I reproduce the content of the articles here, since it is permit. Happy reading :-)

Here an example:
Quantum Nonlocality and Nonspatiality
In the early eighties physicist Alain Aspect and colleagues performed an experiment that confirmed the so-called Bell's Inequality Principle. Without going into the details of the experiment, I'll just say that it proved a major prediction of quantum theory, one that Einstein objected to in a famous paper describing a thought experiment that became known as the EPR (Einstein, Podolsky, Rosen) paradox. Two entangled photons can be millions of miles apart and yet, if the polarity of one photon flips, the other will flip simultaneously. To a lot of classical physicists such as Einstein, the existence of nonlocal phenomena would mean that the two photons are communicating at superluminal speeds which is a no-no.

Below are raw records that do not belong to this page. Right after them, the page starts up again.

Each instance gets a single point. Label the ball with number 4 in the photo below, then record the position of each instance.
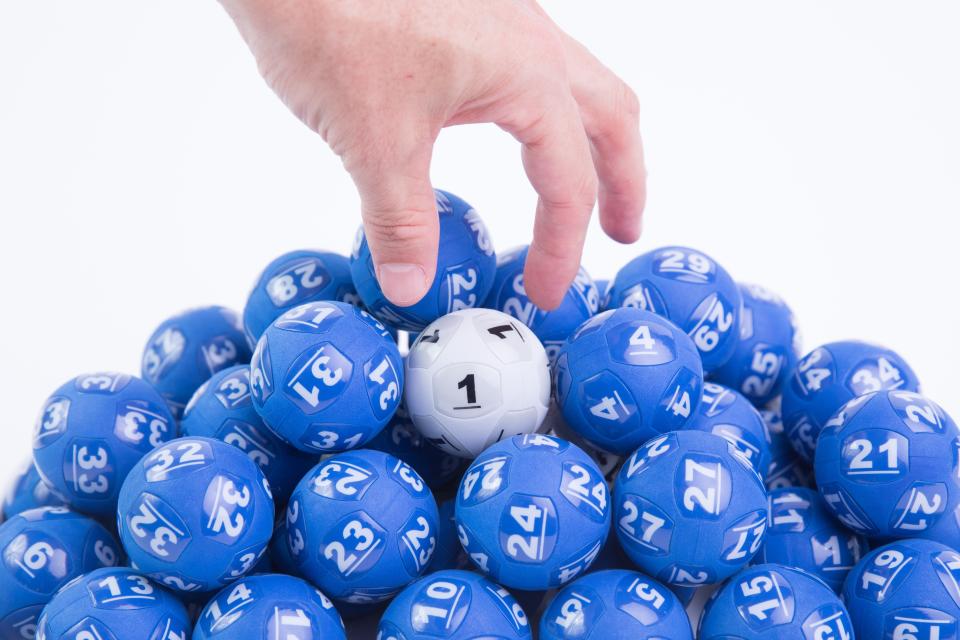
(886, 464)
(533, 512)
(615, 605)
(42, 550)
(690, 289)
(113, 604)
(774, 602)
(361, 525)
(454, 605)
(831, 375)
(326, 376)
(92, 431)
(689, 509)
(195, 515)
(269, 607)
(475, 377)
(626, 376)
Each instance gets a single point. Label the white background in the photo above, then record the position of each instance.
(144, 167)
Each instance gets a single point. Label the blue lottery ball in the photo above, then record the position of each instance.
(269, 607)
(626, 376)
(725, 413)
(689, 509)
(774, 602)
(615, 605)
(195, 515)
(187, 349)
(362, 525)
(296, 278)
(223, 409)
(533, 512)
(690, 289)
(466, 266)
(906, 590)
(802, 533)
(114, 604)
(832, 375)
(92, 431)
(886, 464)
(29, 491)
(42, 550)
(326, 376)
(552, 327)
(768, 348)
(454, 605)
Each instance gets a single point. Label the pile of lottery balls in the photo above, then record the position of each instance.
(656, 458)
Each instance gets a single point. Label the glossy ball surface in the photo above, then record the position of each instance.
(768, 348)
(475, 377)
(692, 290)
(269, 607)
(581, 302)
(830, 376)
(626, 376)
(195, 515)
(688, 509)
(886, 464)
(533, 512)
(114, 604)
(615, 605)
(326, 376)
(774, 602)
(905, 590)
(41, 550)
(187, 349)
(362, 525)
(454, 605)
(92, 431)
(222, 409)
(466, 265)
(296, 278)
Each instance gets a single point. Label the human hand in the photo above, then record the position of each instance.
(378, 79)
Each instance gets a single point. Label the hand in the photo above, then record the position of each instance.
(378, 79)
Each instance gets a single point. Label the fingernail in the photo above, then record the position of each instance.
(403, 284)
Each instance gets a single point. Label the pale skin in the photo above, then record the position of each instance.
(379, 79)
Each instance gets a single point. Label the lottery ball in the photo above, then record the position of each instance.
(42, 550)
(362, 525)
(626, 376)
(615, 605)
(552, 327)
(475, 377)
(223, 409)
(803, 533)
(296, 278)
(533, 512)
(466, 265)
(269, 607)
(326, 376)
(767, 350)
(187, 349)
(774, 602)
(906, 590)
(830, 376)
(195, 515)
(92, 431)
(886, 466)
(692, 290)
(114, 603)
(689, 510)
(454, 605)
(725, 413)
(29, 491)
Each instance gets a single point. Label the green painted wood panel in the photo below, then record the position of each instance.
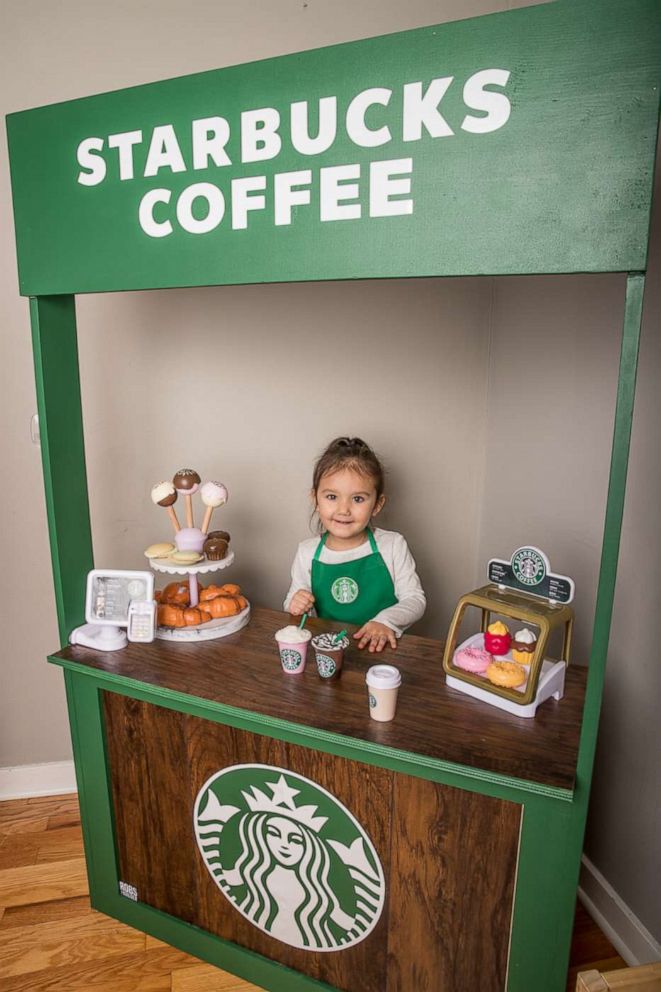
(55, 349)
(544, 164)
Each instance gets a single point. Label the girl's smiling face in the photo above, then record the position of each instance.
(346, 501)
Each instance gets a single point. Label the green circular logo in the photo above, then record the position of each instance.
(528, 566)
(291, 660)
(344, 590)
(326, 666)
(289, 856)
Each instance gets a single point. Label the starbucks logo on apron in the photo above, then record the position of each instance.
(289, 857)
(344, 590)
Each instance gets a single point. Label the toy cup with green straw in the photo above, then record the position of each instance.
(329, 652)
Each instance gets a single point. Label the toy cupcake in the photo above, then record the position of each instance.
(497, 638)
(523, 646)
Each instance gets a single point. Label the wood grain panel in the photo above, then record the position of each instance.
(148, 754)
(242, 670)
(150, 859)
(454, 857)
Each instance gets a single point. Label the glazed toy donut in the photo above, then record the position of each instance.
(507, 674)
(473, 660)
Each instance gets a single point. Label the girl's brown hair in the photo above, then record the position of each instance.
(353, 453)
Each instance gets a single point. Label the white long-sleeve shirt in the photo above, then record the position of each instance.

Einstein called it "spooky action at a distance." Many have refused to accept the completeness and even the correctness of QM for this reason. But the superluminal objection is flawed in my opinion, because it assumes the physical existence of space. As soon as one realizes that there is no space then it is easy to see that there is no superluminal or any sort of communication taking place between the entangled photons. Particles do not exist in space, they just exist. There is no spooky action at a distance because there is no distance between particles. This is not the same as saying that the distance is zero; distance simply does not exist: it is abstract. More precisely, it is the abstract vector difference between two positional properties. The entangled polarities are facets of the same coin. In other words, nonlocality is equivalent to nonspatiality. Nature is able to apply its principles of conservation "everywhere" because the universe is one. Not one in the sense of a single point or location (there is no location) but one in the sense of yin-yang complementarity.